Bronx produce workers fight for justice

Photo: Teamster Joint Council 16

Bulletin: Because of the courage of the striking workers, and the support given to them by the community, a tentative agreement was reached Jan. 22.

The 8.6 million people living in the Big Apple eat a lot of apples. Most of them come through the Hunts Point Produce Market in the Bronx. So does a majority of New York City’s other fruits and vegetables.

A thousand workers, members of Teamsters Local 202, have gone on strike there. They’re asking for a mere $1 per hour wage increase.

They are all essential workers who’ve kept feeding New Yorkers during the COVID-19 pandemic. Six of the Teamsters have died of the coronavirus doing so. Another 300 have fallen ill from it.

“Don’t say we should be lucky to have a job,” said one of the strikers, Hiram Montalvo, who unloads trucks. “Say thank you that we’re actually coming to work and risking our lives so that they can take care of their families as well.”  

New York City is awfully expensive. It’s hard to find a one-bedroom apartment that rents for less than $1,600 per month. Asking for a dollar more an hour is modest and necessary.
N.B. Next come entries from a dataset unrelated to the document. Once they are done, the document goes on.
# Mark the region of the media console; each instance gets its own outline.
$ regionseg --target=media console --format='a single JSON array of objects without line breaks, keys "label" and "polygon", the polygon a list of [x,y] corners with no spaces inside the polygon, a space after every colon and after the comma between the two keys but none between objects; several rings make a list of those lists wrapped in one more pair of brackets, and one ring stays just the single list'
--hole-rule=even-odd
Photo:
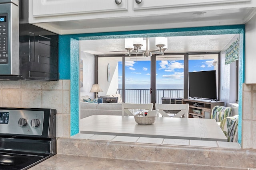
[{"label": "media console", "polygon": [[224,106],[223,102],[216,102],[204,99],[182,99],[182,104],[189,104],[188,117],[211,118],[211,113],[216,106]]}]

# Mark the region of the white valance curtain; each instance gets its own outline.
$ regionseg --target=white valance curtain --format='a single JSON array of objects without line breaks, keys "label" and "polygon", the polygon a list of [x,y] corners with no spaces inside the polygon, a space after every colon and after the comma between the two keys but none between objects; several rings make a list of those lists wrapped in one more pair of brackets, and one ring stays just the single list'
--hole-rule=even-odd
[{"label": "white valance curtain", "polygon": [[227,49],[226,53],[225,64],[228,64],[238,60],[239,58],[239,39],[238,38]]}]

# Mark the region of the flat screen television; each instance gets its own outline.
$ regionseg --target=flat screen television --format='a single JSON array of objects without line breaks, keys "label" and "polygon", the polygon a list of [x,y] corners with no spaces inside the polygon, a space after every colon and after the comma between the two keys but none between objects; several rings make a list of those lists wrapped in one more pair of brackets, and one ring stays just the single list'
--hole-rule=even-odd
[{"label": "flat screen television", "polygon": [[190,98],[217,100],[216,70],[189,72],[188,88]]}]

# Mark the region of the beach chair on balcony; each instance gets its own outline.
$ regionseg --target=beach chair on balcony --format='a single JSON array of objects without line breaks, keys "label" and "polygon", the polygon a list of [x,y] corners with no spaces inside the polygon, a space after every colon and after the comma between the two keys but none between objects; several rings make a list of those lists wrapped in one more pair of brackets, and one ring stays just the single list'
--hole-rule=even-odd
[{"label": "beach chair on balcony", "polygon": [[189,104],[156,104],[156,109],[163,117],[188,117]]},{"label": "beach chair on balcony", "polygon": [[122,103],[122,115],[134,116],[135,113],[138,111],[148,110],[151,111],[153,109],[153,104],[136,104],[133,103]]}]

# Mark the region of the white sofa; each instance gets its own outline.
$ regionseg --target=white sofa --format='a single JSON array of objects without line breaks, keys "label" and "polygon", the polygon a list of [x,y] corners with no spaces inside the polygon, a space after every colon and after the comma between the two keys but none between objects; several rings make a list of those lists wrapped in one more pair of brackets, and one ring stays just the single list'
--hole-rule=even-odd
[{"label": "white sofa", "polygon": [[94,115],[122,115],[122,103],[80,103],[80,119]]}]

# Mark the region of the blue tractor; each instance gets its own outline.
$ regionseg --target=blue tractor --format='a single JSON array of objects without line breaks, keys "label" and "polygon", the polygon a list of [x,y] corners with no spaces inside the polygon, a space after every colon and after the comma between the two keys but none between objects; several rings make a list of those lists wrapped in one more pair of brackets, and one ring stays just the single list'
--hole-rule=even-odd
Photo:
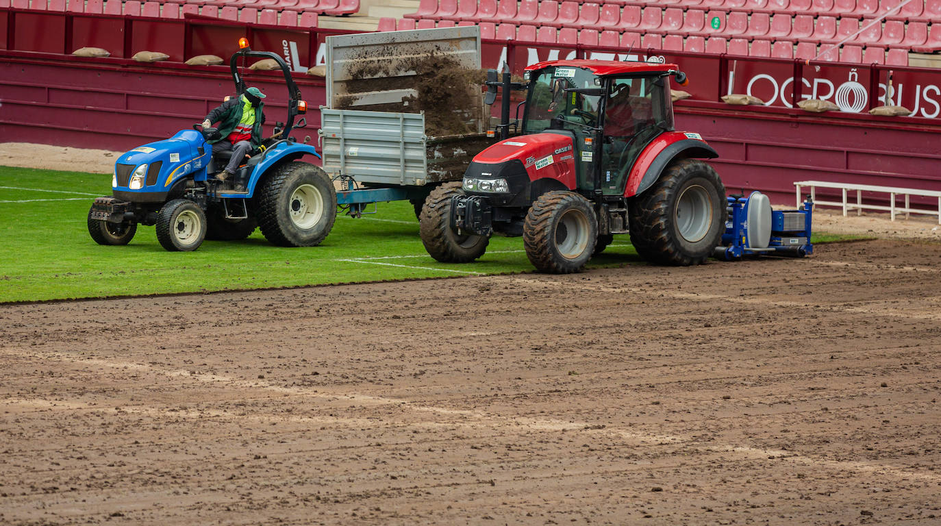
[{"label": "blue tractor", "polygon": [[112,196],[96,199],[88,211],[88,233],[97,243],[127,245],[137,225],[154,225],[160,245],[173,251],[196,250],[204,239],[245,239],[256,228],[279,247],[312,247],[329,233],[337,206],[333,183],[319,167],[299,160],[320,158],[317,151],[291,136],[306,126],[303,118],[295,126],[295,118],[307,111],[300,89],[283,58],[252,51],[244,39],[239,47],[229,61],[235,96],[247,88],[240,58],[275,60],[288,88],[285,122],[242,163],[233,181],[215,177],[231,153],[213,155],[208,141],[220,137],[215,128],[195,124],[123,153],[115,164]]}]

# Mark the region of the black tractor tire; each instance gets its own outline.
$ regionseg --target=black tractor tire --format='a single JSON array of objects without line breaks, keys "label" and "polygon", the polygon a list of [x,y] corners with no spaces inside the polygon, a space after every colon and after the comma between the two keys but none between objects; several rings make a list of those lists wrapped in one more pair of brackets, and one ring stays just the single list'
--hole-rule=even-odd
[{"label": "black tractor tire", "polygon": [[607,248],[608,246],[611,245],[614,241],[614,234],[610,233],[599,234],[598,236],[598,241],[595,242],[595,251],[592,252],[591,255],[597,256],[601,252],[604,252],[604,249]]},{"label": "black tractor tire", "polygon": [[424,249],[441,263],[469,263],[484,255],[489,236],[460,235],[451,228],[451,198],[464,193],[460,182],[445,183],[424,199],[419,233]]},{"label": "black tractor tire", "polygon": [[157,214],[157,241],[171,252],[191,252],[206,238],[206,215],[188,199],[173,199]]},{"label": "black tractor tire", "polygon": [[649,262],[704,263],[726,231],[726,187],[712,167],[697,159],[670,164],[629,207],[630,242]]},{"label": "black tractor tire", "polygon": [[137,231],[136,223],[110,223],[101,219],[91,218],[91,210],[88,210],[88,233],[91,239],[99,245],[127,245],[134,239],[135,232]]},{"label": "black tractor tire", "polygon": [[258,220],[249,215],[245,219],[228,219],[222,207],[210,207],[206,214],[206,239],[213,241],[242,241],[258,228]]},{"label": "black tractor tire", "polygon": [[291,162],[264,179],[258,196],[258,226],[272,245],[316,247],[337,217],[337,191],[319,167]]},{"label": "black tractor tire", "polygon": [[595,210],[575,192],[539,196],[523,222],[526,256],[542,272],[581,272],[595,252],[598,237]]}]

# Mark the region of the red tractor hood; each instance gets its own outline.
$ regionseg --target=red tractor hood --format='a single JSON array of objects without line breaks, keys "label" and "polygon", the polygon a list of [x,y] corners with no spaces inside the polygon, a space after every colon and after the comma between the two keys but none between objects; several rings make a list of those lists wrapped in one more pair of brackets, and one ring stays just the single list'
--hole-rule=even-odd
[{"label": "red tractor hood", "polygon": [[542,133],[502,140],[478,153],[473,161],[485,165],[502,165],[518,160],[530,181],[555,179],[566,188],[576,185],[575,157],[572,137],[567,135]]}]

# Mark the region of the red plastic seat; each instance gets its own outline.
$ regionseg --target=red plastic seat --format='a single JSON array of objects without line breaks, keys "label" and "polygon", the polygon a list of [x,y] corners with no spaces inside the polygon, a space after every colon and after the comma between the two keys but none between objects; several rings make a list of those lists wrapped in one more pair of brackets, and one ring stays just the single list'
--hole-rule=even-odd
[{"label": "red plastic seat", "polygon": [[535,41],[535,25],[524,24],[517,28],[517,40],[523,42]]},{"label": "red plastic seat", "polygon": [[617,47],[621,45],[621,36],[617,31],[601,31],[598,44],[604,47]]},{"label": "red plastic seat", "polygon": [[582,29],[598,29],[598,19],[601,17],[601,7],[598,4],[582,4],[582,10],[578,11],[579,18],[575,21],[575,25]]},{"label": "red plastic seat", "polygon": [[[748,15],[745,15],[747,19]],[[706,11],[702,9],[689,9],[686,11],[686,18],[679,32],[683,35],[699,35],[706,30]]]},{"label": "red plastic seat", "polygon": [[570,45],[579,43],[579,30],[574,27],[559,29],[559,43]]},{"label": "red plastic seat", "polygon": [[559,3],[555,0],[539,2],[539,14],[533,21],[536,25],[551,25],[558,27],[555,20],[559,18]]},{"label": "red plastic seat", "polygon": [[[668,39],[669,37],[667,37]],[[664,39],[665,40],[666,39]],[[687,53],[703,53],[706,51],[706,39],[703,37],[687,37],[683,43],[683,51]]]},{"label": "red plastic seat", "polygon": [[564,27],[575,27],[578,25],[577,21],[579,20],[579,3],[578,2],[563,2],[559,4],[559,16],[556,17],[555,23]]},{"label": "red plastic seat", "polygon": [[748,50],[751,56],[771,56],[771,40],[756,39],[752,40],[752,47]]},{"label": "red plastic seat", "polygon": [[908,66],[908,50],[889,48],[885,54],[886,66]]},{"label": "red plastic seat", "polygon": [[774,58],[794,58],[794,44],[788,40],[775,40],[771,44],[771,56]]},{"label": "red plastic seat", "polygon": [[863,64],[885,64],[885,50],[881,47],[867,47],[863,50]]},{"label": "red plastic seat", "polygon": [[484,40],[492,40],[497,38],[497,24],[492,22],[480,23],[480,38]]},{"label": "red plastic seat", "polygon": [[418,10],[405,15],[406,18],[425,18],[435,16],[438,12],[438,0],[419,0]]},{"label": "red plastic seat", "polygon": [[706,53],[710,55],[723,55],[727,47],[725,37],[710,37],[706,40]]},{"label": "red plastic seat", "polygon": [[[707,42],[708,44],[709,42]],[[728,54],[738,55],[740,56],[748,56],[748,40],[747,39],[731,39],[728,40]]]},{"label": "red plastic seat", "polygon": [[[623,41],[621,42],[621,47],[624,47]],[[647,33],[644,35],[641,47],[646,49],[663,49],[663,36],[657,33]]]},{"label": "red plastic seat", "polygon": [[837,19],[832,16],[817,17],[814,34],[808,40],[819,43],[833,40],[835,38],[837,38]]},{"label": "red plastic seat", "polygon": [[817,56],[817,44],[814,42],[797,42],[797,49],[794,51],[794,58],[799,60],[810,60]]},{"label": "red plastic seat", "polygon": [[595,29],[582,29],[579,31],[579,44],[583,46],[597,46],[598,31]]},{"label": "red plastic seat", "polygon": [[[890,21],[890,22],[894,23],[896,21]],[[887,42],[885,40],[885,35],[886,33],[888,33],[888,29],[889,29],[889,22],[886,22],[885,27],[883,29],[883,40],[882,42],[880,43],[888,43],[890,45],[892,44],[892,42]],[[904,35],[905,38],[899,42],[898,47],[915,48],[918,46],[923,46],[925,45],[925,42],[928,41],[928,24],[925,24],[924,22],[909,22],[908,29],[905,30],[904,25],[902,25],[902,30],[905,31]]]},{"label": "red plastic seat", "polygon": [[556,39],[556,33],[558,31],[555,27],[550,27],[548,25],[543,25],[539,27],[535,34],[535,40],[539,43],[543,44],[554,44]]},{"label": "red plastic seat", "polygon": [[[790,35],[790,14],[776,13],[771,19],[767,35],[774,40],[787,39]],[[774,49],[772,48],[772,56]]]},{"label": "red plastic seat", "polygon": [[862,62],[863,46],[844,45],[843,51],[839,53],[840,62]]},{"label": "red plastic seat", "polygon": [[[702,37],[699,38],[701,39]],[[679,35],[666,35],[663,37],[662,49],[666,51],[683,51],[683,38]]]}]

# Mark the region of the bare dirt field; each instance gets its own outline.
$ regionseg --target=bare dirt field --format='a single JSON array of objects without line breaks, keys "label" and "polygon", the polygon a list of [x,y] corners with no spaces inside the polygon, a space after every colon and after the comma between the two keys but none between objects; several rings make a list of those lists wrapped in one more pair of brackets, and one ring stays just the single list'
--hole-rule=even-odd
[{"label": "bare dirt field", "polygon": [[941,524],[939,256],[0,306],[0,523]]}]

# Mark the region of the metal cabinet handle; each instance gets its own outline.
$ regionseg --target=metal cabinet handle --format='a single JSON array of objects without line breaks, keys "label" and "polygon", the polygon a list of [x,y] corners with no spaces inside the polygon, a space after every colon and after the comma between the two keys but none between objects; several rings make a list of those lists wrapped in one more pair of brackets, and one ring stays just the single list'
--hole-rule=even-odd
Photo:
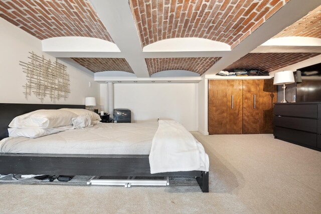
[{"label": "metal cabinet handle", "polygon": [[232,95],[232,109],[234,108],[234,95]]},{"label": "metal cabinet handle", "polygon": [[253,108],[255,108],[256,106],[256,103],[255,103],[255,98],[256,98],[256,95],[255,95],[254,94],[254,105],[253,105]]}]

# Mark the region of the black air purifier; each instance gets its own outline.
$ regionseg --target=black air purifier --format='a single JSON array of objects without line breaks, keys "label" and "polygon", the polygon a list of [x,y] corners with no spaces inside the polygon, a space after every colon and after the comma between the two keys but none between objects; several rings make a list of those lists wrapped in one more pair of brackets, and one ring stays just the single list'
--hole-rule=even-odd
[{"label": "black air purifier", "polygon": [[114,123],[131,123],[131,111],[125,108],[115,108],[114,109]]}]

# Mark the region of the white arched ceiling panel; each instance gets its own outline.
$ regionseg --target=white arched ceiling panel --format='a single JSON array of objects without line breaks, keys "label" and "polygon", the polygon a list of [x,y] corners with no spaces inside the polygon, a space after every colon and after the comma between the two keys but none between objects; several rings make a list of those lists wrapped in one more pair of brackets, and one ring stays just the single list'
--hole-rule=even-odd
[{"label": "white arched ceiling panel", "polygon": [[231,51],[231,46],[222,42],[197,38],[168,39],[143,48],[144,52],[224,51]]},{"label": "white arched ceiling panel", "polygon": [[41,41],[43,51],[66,52],[120,52],[116,44],[100,39],[61,37]]},{"label": "white arched ceiling panel", "polygon": [[285,37],[271,39],[262,46],[321,46],[321,39],[305,37]]},{"label": "white arched ceiling panel", "polygon": [[199,77],[200,74],[189,71],[172,70],[163,71],[150,75],[150,77]]}]

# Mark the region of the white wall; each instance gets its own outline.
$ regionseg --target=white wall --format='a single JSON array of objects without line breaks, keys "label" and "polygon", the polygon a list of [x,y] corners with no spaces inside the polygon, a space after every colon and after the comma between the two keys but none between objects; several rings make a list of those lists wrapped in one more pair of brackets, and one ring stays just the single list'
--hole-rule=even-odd
[{"label": "white wall", "polygon": [[[105,108],[106,85],[100,87]],[[156,121],[159,117],[177,120],[189,131],[198,130],[197,83],[115,84],[114,92],[114,108],[130,109],[133,122]]]},{"label": "white wall", "polygon": [[208,79],[202,77],[198,83],[198,131],[204,135],[208,135]]},{"label": "white wall", "polygon": [[[0,19],[0,103],[41,103],[34,95],[26,99],[23,93],[23,85],[27,82],[26,75],[19,61],[29,62],[28,52],[32,51],[40,56],[43,55],[46,59],[55,61],[56,58],[42,51],[41,40],[3,19]],[[62,63],[67,66],[71,93],[66,101],[60,100],[55,103],[84,104],[87,96],[96,97],[99,103],[99,84],[94,82],[93,74]],[[91,88],[89,81],[92,83]],[[53,103],[49,97],[43,103]]]}]

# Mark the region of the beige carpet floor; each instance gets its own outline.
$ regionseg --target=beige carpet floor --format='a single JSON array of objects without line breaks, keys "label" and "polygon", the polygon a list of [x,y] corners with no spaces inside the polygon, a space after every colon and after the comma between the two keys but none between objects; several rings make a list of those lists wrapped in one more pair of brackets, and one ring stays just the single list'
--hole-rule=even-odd
[{"label": "beige carpet floor", "polygon": [[193,135],[210,156],[198,186],[0,184],[0,213],[321,213],[321,152],[272,135]]}]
The response of the bosses has been to bring in the police. Three hundred police in riot gear attacked the picket lines after midnight on Jan. 19. Six strikers were arrested.

This is the same police force that’s arrested thousands for asserting that Black lives matter. Now they’re attacking workers on strike, most of whom are Black or Brown. That’s another reason to expel police organizations from the AFL-CIO.

Union leaders made the connection. Teamster Joint Council 16, which represents 120,000 workers, tweeted: “Hands up! Don’t shoot! We condemn the arrests of several peaceful strikers on the Teamsters picket line tonight at Hunts Point Market. These essential workers deserve their $1 raise.”

People have already come to Hunts Point to show solidarity. Congressperson Alexandra Ocasio-Cortez skipped the presidential inauguration to join the picket line. AOC was targeted for assassination by the fascist mob that was allowed to enter the U.S. Capitol on Jan. 6.

More important were the CSX workers who refused to deliver 21 railroad cars to the market on Jan. 20. As the locomotive engineer, a member of the Brotherhood of Locomotive Engineers, declared, “We’re Teamsters too!”

The produce bosses have to be made to come to the bargaining table. Behind them are banksters and other big capitalists who are trying to break the strike of 1,800 Spectrum cable workers. The 1,800 members of the International Brotherhood of Electrical Workers Local 3 have been striking for nearly four years.

New York City power brokers want to give the same punishment to Teamster produce workers in the Bronx. But the rich and greedy don’t seem to be winning.

As one Teamster said after the CSX train reversed direction: “Another victory. Another day longer. Another day stronger. We’re going to get this contract come hell or high water!”  

The writer is a retired Amtrak worker and member of the American Train Dispatchers’ Association and the Transportation Communication International Union.